ASX-listed Terrain Minerals looks set to get the rods spinning again at its Smokebush project in Western Australia’s Murchison goldfield. A 3,600-metre reverse circulation drill program is slated to follow up recent “exciting” new gold zones. An additional 3,000 metres of air core drilling is also earmarked to test promising regional coincident gold-arsenic anomalies.
ASX-listed Terrain Minerals looks set to get the rods spinning again at its Smokebush project in Western Australia’s Murchison goldfield. A 3,600-metre reverse circulation, or “RC” drill program is slated to follow up recent “exciting” new gold zones and an additional 3,000m of air core drilling is also earmarked to test promising regional coincident gold-arsenic anomalies.
On the back of drilling completed at Terrain’s 80 per cent owned Monza prospect earlier this year, the company has now significantly improved its understanding of the complex structural controls on the gold mineralisation.
Based on the latest results, the company has repositioned and reorientated the target at Monza, extending the known mineralisation a further 400m in the now 700-metre-long mineralised zone.
Gold mineralisation at Monza is located within a north-south trending, east-dipping corridor with a known strike extent of 280m. Initial interpretations indicate mineralisation is plunging to the north and remains open at depth according to the company.
Sparse drilling in the northern limits of the system intercepted numerous significant intercepts including 3m at 2.07 grams per tonne from 87m and 2m at 1.67 g/t from 57m.
An early, back of the envelope calculation indicates about 120,000 tonnes of mineralised material at Monza.
Interestingly, Terrain has also identified a new mineralised zone “Monza North” which appears to be separate to the main Monza trend and on a different orientation. The mineralised structure trends northwest-southeast and dips moderately to the northeast. The company has interpreted the rotation of mineralisation as a fault-tip damage at a termination, or a relay in a step-over zone. Either scenario indicates structural complexity favourable to increased fluid flux.
In layman’s terms, it represents a potential new gold mineralised system that is screaming to be drill tested.
Early drilling at the Monza North prospect uncovered 3m at 1.53 g/t from 39m.

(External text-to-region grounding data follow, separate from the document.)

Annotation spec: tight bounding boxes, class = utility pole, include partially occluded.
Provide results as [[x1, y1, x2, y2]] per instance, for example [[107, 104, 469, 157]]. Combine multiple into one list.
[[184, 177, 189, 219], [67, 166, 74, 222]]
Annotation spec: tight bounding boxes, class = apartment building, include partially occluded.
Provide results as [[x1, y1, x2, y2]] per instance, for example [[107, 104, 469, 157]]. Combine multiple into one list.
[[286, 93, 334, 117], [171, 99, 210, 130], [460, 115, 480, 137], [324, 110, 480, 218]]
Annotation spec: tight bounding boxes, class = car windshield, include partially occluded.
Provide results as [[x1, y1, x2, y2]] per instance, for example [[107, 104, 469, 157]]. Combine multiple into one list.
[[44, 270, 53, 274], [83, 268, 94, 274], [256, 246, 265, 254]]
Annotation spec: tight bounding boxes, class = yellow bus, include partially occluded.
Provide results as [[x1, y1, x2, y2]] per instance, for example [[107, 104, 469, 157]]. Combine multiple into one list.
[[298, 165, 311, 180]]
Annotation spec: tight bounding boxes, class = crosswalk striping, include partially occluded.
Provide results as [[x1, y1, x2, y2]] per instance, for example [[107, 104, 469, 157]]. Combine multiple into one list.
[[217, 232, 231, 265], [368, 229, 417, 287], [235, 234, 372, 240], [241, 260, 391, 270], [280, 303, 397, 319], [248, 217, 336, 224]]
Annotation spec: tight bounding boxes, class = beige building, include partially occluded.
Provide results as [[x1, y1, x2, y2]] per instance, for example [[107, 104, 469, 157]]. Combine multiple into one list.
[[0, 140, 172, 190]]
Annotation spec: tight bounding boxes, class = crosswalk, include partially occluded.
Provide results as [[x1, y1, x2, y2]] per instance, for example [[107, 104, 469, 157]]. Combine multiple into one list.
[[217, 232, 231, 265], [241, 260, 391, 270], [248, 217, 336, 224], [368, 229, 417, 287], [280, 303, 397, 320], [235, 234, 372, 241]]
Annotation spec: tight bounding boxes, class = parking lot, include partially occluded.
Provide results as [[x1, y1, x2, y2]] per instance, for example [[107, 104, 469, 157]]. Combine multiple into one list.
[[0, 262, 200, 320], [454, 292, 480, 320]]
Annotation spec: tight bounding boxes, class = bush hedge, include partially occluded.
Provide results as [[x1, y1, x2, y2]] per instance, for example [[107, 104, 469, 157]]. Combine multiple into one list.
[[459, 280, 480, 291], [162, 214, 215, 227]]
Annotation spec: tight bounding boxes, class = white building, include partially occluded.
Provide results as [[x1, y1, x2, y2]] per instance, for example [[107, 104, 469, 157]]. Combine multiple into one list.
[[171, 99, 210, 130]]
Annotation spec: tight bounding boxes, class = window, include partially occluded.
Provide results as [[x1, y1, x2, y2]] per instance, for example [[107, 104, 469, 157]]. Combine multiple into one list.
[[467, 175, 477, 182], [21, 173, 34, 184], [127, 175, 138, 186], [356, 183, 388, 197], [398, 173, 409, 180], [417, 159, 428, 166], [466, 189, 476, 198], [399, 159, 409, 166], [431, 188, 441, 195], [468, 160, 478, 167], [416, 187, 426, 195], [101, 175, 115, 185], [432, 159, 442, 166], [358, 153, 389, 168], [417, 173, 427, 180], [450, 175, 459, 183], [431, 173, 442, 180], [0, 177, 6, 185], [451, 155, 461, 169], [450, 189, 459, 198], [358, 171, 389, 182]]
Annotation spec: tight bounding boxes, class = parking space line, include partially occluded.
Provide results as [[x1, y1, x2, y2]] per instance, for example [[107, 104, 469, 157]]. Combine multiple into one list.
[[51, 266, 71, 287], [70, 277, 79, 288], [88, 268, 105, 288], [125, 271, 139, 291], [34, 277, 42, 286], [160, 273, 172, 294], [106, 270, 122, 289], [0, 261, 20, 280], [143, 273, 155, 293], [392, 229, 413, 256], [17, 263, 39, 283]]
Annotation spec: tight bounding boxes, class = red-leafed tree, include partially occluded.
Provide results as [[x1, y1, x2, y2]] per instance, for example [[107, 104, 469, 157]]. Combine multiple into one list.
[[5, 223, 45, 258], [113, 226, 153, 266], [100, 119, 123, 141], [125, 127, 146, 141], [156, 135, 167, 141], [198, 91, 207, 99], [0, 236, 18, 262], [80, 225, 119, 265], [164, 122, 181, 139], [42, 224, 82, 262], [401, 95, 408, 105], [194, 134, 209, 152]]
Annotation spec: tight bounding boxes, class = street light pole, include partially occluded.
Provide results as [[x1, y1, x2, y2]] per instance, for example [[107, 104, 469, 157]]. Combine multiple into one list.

Terrain reported it is also planning a 3,000m air core drilling program to test gold mineralisation at its 100 per cent owned regional Paradise City, T17, Wildflower and T16 West prospects.
Multi-element analysis on 121 samples from the recent RC drilling has identified a correlation between gold and arsenic values. This will likely assist the company in prioritising targets for upcoming drilling.
First up looks to be the T16 West prospect where a large untested arsenic anomaly greater than 140 parts per million arsenic, sits over a historic gold in soil anomaly which returned values over 20 parts per billion. Terrain said air core drilling has been designed to test the bedrock source of the coincident gold-arsenic anomaly.
Another standout regional prospect is Paradise City. Located 4km south of Monza where drilling has hit mineralisation 50m to the east of historical intercepts with new gold sniffs including 1m at 0.85 g/t gold from 14m and 1m at 1.18 g/t from 29m in the same hole.
Terrain believes Paradise City shows geological similarities to Monza. Past drilling at the prospect returned 3m at 2.17 g/t gold from just 10m and 2m at 3.61 g/t from 15m.
Numerous high-grade rock chip samples going up to 49.27 g/t gold have also been reported at Paradise City.
The company’s underexplored Smokebush tenure sits on the Yalgoo greenstone belt, about 350km north of Perth, which hosts the nearby long-running Golden Grove copper-zinc mine, the Minjar gold mining complex and the Mt Mulgine tungsten-gold deposit, highlighting the prospectivity of the region.